The results of these studies suggest that the familiar image of a light bulb going off in your head when you experience an “aha!” moment is on the mark: Those moments are indeed accompanied by something like an electrical power surge in the brain, and are preceded by specific types of electrical activity patterns. It seems likely that future research will tell us much more about how to turn on the mental light bulb and keep it burning bright.

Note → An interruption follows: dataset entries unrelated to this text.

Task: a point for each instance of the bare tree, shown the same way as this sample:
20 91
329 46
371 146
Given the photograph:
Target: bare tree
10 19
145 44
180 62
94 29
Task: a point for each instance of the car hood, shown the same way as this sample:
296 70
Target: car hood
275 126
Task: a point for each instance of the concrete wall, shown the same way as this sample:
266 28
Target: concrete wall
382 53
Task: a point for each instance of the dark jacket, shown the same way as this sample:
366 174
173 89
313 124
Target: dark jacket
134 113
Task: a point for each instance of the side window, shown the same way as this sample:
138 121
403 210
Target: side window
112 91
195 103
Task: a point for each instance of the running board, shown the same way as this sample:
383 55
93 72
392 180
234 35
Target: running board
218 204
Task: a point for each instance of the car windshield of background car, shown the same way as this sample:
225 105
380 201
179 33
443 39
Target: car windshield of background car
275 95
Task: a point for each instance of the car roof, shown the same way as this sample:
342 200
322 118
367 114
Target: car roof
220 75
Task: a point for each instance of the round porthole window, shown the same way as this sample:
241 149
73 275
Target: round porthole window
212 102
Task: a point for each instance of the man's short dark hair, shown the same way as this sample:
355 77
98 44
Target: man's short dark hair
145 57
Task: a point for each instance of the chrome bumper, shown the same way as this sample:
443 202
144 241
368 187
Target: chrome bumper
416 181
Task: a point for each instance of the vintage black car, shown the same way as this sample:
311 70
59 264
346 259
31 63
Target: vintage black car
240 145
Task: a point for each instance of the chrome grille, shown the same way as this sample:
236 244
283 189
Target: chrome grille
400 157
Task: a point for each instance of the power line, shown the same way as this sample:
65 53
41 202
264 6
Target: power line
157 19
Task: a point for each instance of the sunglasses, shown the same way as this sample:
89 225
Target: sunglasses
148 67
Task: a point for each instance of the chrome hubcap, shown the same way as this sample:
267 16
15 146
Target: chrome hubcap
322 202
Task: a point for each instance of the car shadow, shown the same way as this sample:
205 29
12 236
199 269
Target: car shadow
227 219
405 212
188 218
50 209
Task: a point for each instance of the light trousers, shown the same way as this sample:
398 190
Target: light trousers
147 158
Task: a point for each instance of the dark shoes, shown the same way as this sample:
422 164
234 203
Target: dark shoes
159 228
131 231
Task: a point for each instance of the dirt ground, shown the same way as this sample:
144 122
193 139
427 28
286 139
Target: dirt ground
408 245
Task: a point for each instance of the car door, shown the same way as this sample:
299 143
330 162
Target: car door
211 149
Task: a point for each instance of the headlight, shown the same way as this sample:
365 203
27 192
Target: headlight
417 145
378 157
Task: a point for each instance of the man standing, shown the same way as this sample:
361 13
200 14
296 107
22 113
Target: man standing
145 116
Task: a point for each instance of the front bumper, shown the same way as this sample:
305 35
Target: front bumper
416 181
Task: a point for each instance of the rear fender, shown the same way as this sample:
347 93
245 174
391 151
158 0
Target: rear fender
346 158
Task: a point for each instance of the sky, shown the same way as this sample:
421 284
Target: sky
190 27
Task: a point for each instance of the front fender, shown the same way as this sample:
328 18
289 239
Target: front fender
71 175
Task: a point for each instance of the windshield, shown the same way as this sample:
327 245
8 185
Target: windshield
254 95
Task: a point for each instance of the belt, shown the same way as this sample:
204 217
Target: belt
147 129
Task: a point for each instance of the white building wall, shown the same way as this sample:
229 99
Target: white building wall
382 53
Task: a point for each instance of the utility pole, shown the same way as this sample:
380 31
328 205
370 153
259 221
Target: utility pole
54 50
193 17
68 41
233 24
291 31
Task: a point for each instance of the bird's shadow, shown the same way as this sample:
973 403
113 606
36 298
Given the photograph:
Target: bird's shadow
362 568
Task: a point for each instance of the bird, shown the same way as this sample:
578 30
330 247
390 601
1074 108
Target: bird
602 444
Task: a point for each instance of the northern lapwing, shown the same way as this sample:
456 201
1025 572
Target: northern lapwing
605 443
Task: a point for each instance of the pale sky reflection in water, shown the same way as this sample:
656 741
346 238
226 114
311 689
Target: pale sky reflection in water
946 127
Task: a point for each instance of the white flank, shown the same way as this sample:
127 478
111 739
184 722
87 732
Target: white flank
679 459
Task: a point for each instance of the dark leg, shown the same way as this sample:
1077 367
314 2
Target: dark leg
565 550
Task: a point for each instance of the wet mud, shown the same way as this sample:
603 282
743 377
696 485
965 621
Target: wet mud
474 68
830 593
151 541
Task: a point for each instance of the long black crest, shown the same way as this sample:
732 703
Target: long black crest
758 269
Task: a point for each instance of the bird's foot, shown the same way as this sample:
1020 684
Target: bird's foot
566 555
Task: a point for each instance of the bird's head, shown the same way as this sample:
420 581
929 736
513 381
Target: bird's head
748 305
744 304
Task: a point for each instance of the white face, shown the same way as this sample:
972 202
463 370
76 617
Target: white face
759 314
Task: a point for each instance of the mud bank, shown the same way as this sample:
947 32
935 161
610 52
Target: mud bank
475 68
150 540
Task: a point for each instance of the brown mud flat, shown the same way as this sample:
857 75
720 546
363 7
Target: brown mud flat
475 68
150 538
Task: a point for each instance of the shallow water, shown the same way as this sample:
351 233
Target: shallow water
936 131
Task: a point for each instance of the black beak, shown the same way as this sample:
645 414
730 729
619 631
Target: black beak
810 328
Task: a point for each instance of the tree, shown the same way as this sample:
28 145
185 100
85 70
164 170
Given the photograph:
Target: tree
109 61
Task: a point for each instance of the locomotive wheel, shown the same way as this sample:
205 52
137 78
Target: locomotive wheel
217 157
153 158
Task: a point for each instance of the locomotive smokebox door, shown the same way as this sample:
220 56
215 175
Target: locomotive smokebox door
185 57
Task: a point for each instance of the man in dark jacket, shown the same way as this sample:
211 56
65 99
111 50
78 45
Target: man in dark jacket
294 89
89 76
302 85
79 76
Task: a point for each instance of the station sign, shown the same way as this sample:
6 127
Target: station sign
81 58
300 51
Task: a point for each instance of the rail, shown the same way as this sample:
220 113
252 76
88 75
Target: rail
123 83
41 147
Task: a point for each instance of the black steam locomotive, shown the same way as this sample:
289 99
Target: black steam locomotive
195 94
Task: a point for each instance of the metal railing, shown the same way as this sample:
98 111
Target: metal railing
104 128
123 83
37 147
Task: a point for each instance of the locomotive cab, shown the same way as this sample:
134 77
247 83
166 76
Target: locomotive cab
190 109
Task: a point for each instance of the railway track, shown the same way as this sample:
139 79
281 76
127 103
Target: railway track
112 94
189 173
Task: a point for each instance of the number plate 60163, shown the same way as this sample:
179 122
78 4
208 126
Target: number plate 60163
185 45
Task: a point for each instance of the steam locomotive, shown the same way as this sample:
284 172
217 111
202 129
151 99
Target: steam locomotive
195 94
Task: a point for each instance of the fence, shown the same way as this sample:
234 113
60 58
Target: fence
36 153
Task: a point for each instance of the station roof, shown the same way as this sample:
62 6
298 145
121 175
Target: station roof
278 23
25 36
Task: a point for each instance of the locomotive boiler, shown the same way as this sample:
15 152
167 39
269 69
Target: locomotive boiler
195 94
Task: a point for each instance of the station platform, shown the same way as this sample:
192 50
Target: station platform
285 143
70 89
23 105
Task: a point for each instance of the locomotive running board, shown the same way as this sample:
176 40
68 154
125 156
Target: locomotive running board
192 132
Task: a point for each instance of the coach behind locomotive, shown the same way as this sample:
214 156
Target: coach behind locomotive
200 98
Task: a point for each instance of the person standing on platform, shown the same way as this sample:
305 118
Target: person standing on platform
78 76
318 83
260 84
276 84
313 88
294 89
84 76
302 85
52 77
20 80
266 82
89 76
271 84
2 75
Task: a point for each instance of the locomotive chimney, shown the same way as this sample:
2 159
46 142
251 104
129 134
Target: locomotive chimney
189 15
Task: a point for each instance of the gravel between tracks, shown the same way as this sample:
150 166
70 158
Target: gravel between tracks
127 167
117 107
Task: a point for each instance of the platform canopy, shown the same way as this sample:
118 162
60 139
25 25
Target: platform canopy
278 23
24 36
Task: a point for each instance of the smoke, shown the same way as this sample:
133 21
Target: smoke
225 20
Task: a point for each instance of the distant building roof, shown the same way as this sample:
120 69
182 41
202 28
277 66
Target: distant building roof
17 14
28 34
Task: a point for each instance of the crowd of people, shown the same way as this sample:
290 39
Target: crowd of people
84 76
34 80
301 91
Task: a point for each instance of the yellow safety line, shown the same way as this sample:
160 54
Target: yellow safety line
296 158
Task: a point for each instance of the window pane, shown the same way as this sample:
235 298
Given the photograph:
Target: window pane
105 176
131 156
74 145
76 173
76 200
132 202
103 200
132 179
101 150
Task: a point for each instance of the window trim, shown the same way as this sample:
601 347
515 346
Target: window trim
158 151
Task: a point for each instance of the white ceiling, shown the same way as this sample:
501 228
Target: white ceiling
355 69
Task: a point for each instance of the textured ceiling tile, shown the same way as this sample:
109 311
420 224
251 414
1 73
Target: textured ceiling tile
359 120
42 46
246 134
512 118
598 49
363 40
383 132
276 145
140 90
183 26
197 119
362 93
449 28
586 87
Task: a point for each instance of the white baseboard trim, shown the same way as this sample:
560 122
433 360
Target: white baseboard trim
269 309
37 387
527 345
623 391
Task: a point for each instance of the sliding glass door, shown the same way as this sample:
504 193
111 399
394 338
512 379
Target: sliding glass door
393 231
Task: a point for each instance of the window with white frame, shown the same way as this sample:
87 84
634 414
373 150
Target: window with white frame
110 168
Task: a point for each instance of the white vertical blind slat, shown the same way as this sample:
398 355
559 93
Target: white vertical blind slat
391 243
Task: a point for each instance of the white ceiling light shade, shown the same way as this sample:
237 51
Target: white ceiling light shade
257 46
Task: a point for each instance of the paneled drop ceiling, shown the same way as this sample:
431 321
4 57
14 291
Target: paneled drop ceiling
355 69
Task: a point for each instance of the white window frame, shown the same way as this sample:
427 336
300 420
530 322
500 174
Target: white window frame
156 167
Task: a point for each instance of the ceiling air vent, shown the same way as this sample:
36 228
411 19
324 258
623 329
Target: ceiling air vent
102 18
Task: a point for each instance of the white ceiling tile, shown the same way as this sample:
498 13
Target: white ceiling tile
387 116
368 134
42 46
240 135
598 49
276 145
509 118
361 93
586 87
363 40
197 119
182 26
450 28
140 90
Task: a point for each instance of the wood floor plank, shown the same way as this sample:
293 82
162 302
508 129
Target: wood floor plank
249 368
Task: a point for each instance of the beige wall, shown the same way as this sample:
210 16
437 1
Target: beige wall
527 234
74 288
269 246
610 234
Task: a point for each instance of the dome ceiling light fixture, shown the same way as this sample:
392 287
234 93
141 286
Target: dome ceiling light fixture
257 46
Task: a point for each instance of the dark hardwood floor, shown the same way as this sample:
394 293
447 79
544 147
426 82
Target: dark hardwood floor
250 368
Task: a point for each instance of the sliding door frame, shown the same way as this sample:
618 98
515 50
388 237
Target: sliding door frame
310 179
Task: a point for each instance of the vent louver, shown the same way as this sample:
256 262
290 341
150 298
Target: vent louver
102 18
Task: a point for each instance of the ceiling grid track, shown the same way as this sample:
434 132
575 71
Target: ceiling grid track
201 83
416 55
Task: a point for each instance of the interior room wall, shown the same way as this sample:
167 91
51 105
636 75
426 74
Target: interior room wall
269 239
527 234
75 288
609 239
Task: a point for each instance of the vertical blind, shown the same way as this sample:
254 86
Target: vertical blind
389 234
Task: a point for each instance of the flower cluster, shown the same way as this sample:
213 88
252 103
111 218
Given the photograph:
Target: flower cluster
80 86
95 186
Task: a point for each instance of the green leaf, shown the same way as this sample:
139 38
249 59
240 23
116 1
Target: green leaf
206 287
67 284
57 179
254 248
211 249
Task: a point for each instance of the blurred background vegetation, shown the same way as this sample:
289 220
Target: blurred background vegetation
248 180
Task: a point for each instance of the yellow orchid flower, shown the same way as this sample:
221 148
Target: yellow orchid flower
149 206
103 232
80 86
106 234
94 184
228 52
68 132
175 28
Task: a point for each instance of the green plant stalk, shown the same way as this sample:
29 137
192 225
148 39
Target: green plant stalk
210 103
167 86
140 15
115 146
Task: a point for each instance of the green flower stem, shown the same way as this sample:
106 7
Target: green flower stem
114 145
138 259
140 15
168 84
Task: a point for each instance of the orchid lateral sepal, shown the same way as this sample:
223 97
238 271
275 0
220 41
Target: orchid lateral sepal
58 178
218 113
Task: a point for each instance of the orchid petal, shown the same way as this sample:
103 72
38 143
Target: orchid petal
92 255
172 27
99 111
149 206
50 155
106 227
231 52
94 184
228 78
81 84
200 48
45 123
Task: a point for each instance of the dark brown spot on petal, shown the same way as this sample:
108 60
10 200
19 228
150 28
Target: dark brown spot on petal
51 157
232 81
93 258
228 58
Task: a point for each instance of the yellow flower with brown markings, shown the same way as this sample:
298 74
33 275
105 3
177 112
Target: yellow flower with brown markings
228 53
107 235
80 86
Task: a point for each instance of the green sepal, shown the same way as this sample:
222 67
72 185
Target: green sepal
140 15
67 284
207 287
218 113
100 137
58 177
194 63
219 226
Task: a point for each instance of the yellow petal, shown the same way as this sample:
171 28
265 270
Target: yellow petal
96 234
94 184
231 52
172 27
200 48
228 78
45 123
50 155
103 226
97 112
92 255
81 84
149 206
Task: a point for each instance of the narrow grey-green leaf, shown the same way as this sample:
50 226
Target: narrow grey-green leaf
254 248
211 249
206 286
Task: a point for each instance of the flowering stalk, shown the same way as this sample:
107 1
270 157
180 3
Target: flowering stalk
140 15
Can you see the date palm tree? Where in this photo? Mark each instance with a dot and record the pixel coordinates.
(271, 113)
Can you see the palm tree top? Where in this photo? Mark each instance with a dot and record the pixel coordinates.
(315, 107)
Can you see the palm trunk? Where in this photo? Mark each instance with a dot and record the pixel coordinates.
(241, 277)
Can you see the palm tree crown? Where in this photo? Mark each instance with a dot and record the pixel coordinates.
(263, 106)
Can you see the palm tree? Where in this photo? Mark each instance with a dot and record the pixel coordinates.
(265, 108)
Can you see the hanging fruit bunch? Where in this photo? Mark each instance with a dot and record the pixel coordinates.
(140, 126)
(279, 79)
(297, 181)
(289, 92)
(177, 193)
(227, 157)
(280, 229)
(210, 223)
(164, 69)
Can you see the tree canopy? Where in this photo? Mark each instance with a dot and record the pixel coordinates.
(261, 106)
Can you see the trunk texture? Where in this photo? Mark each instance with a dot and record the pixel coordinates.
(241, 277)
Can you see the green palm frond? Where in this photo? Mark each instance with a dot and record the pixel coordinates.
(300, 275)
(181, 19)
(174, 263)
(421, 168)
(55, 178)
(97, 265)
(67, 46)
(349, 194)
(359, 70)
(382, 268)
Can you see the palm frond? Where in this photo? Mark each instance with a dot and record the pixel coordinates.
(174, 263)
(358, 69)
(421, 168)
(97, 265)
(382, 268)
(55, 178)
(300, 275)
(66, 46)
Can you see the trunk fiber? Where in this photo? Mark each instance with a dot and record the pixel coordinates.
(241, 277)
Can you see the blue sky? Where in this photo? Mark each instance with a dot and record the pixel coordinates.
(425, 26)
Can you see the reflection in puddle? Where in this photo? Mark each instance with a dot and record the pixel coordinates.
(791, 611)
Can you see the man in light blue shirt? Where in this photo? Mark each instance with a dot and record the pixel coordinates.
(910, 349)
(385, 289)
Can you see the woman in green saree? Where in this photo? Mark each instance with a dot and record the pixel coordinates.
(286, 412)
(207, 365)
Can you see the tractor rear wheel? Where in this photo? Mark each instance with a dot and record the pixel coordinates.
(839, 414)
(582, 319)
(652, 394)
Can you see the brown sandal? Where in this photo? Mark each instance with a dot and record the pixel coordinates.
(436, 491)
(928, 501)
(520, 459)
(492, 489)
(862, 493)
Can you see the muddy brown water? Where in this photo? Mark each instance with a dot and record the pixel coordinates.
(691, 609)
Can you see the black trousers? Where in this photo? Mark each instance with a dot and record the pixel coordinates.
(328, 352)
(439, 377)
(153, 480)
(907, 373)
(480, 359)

(a) Being in a positive mood was associated with increased activity in the anterior cingulate (yellow area) in the moments before people solved a problem via sudden insight. (b) Positive mood (Positive Affect-Negative Affect) is associated with heightened activity in the anterior cingulate, suggesting an increase in one’s ability to create associations needed for problem solving.
SUBRAMANIAM ET AL., 2008

  • Like concept formation and decision making, problem solving is a process in which new inputs (in this case, problems) are interpreted in terms of old knowledge. Problems may be ill defined or well defined, leading to more or less obvious solutions.
  • The solutions we generate depend as much on the organization of our knowledge as they do on the objective characteristics of the problems. Means–ends analysis and analogical problem solving offer pathways to effective solutions, although we often frame things in terms of what we already know and already understand.
  • Sometimes, as in the case of functional fixedness, that knowledge can restrict our problem-solving processes, making it difficult to find solutions that should be easy to find.